PML-N, PPP to scrap caretaker system

Both parties also decide to reform electoral process

Our Correspondent March 09, 2024
Prime Minister Shehbaz Sharif tweets out condemnation against desecration of Holy Quran while Foreign Minister Bilawal Bhutto Zardari briefs OIC on efforts to counter Islamophobia. PHOTO: FILE


The ruling PML-N and its coalition partner PPP have reached a consensus to abolish the caretaker setup system and reform the electoral process.

Both parties have agreed that the head of the outgoing government will remain in office until the new general elections, eliminating the need for a caretaker government.

Additionally, after completing its term, the prime minister's cabinet will be dissolved, while the premier will continue to serve. Furthermore, the two parties have endorsed the drafting of legislation for electoral reforms.

Recommendations will be made to make the electoral process simple and easy. Both the PML-N and PPP will take other parties into confidence on the proposed reforms.

Besides, the PML-N-led alliance is also aiming to go for at least three major constitutional amendments, including abolishing the National Accountability Bureau (NAB), restoring Articles 62 and 63 to their original position, and empowering local governments.

A PML-N leader said initially the party was eying only two amendments: abolishing NAB and changing the wording of Articles 62 and 63 back to the original.

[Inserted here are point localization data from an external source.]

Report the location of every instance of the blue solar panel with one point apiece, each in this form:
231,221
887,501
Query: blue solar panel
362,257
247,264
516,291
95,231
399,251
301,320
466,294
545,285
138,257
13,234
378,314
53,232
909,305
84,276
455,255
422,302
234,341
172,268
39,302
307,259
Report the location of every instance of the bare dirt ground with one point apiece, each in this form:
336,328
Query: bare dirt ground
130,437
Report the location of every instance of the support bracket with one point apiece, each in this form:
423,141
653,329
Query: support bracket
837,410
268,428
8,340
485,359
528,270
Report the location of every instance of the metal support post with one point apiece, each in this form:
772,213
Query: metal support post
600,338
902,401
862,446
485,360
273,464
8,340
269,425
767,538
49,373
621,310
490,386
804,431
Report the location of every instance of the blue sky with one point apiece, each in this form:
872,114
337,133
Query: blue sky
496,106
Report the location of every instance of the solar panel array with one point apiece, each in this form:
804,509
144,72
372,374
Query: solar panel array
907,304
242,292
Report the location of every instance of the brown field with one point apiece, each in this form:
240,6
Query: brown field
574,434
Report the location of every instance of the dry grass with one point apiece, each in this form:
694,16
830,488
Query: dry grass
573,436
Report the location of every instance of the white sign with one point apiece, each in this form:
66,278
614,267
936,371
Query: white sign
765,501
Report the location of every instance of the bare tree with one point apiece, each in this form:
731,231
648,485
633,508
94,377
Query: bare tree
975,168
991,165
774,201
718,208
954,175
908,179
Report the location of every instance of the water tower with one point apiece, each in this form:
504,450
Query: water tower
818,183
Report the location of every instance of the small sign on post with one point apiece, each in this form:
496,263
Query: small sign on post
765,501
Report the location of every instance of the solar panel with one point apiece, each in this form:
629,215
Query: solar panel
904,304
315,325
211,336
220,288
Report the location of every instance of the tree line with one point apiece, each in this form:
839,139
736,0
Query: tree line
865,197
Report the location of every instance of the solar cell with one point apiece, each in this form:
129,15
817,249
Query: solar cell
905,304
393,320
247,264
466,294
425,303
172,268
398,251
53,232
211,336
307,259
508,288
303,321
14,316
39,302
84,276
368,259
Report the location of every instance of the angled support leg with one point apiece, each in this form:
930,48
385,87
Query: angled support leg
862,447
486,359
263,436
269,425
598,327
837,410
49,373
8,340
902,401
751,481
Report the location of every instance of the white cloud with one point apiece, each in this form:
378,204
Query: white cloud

He added that both of them were also included in the party’s manifesto as well. He maintained that the third one had recently been included after the PML-N and MQM-P inked a formal agreement to empower local governments.
The PML-N leader continued that this was the reason the MQM-P had decided to sit on treasury benches.

The MQM-P-proposed amendment wants the federation to establish local governments under Article 140-A.

In addition, it wants to introduce Articles 140-B (which deals with the powers and functions of the local governments) and Article 140-C (which relates to the finances of the local governments). Background discussion with PML-N leaders revealed that the addition of reserved seats had emboldened the ruling alliance to take practical steps as a two-thirds majority was required for the constitutional amendments.

They said currently 225 (67%) out of the 336-member National Assembly was needed for making a constitutional amendment, saying PM Shehbaz Sharif’s election had already ensured that the coalition was supported by 201 MNAs.

They added that addition of the reserved seats would fill the required gap.

In January, three-time former premier Nawaz Sharif while launching the PML-N’s manifesto had declared in unequivocal terms that if his party secured victory in the February 8 general elections, NAB would be abolished.

Back in 2018, while grappling with three corruption references, Nawaz had expressed regret that he could not eliminate what he termed “draconian NAB laws” during his tenure.

“Abolish NAB,” the PML-N’s 51-page manifesto stated. “[It will] strengthen existing anti-corruption institutions and agencies.”

In addition to the NAB abolition pledge, Nawaz, who faced disqualification under Articles 62 and 63 and rallied behind the slogan of 'Vote Ko Izzat Do' (Respect the Vote), vowed in the manifesto to establish the unequivocal supremacy of parliament.

To do that, the party leader said, Articles 62 and 63 would be amended or restored to their original position of 1973, while Article 63-A would also be clarified.

Under Article 62(1)(f) of the Constitution of Pakistan, a person cannot be qualified as a member of the national or provincial legislatures if he is not ‘Sadiq and Ameen’ – truthful and trustworthy.
On March 2, 1985, General Ziaul Haq had issued the Revival of Constitution of 1973 Order (RCO), changing 67 clauses and sections of 280 articles of the Constitution.

Some of the reworked language was clauses in Article 62, which now required members of parliament to meet the conditions of being Sadiq and Ameen – two Arabic terms which were never clearly defined in English, the language of the Constitution.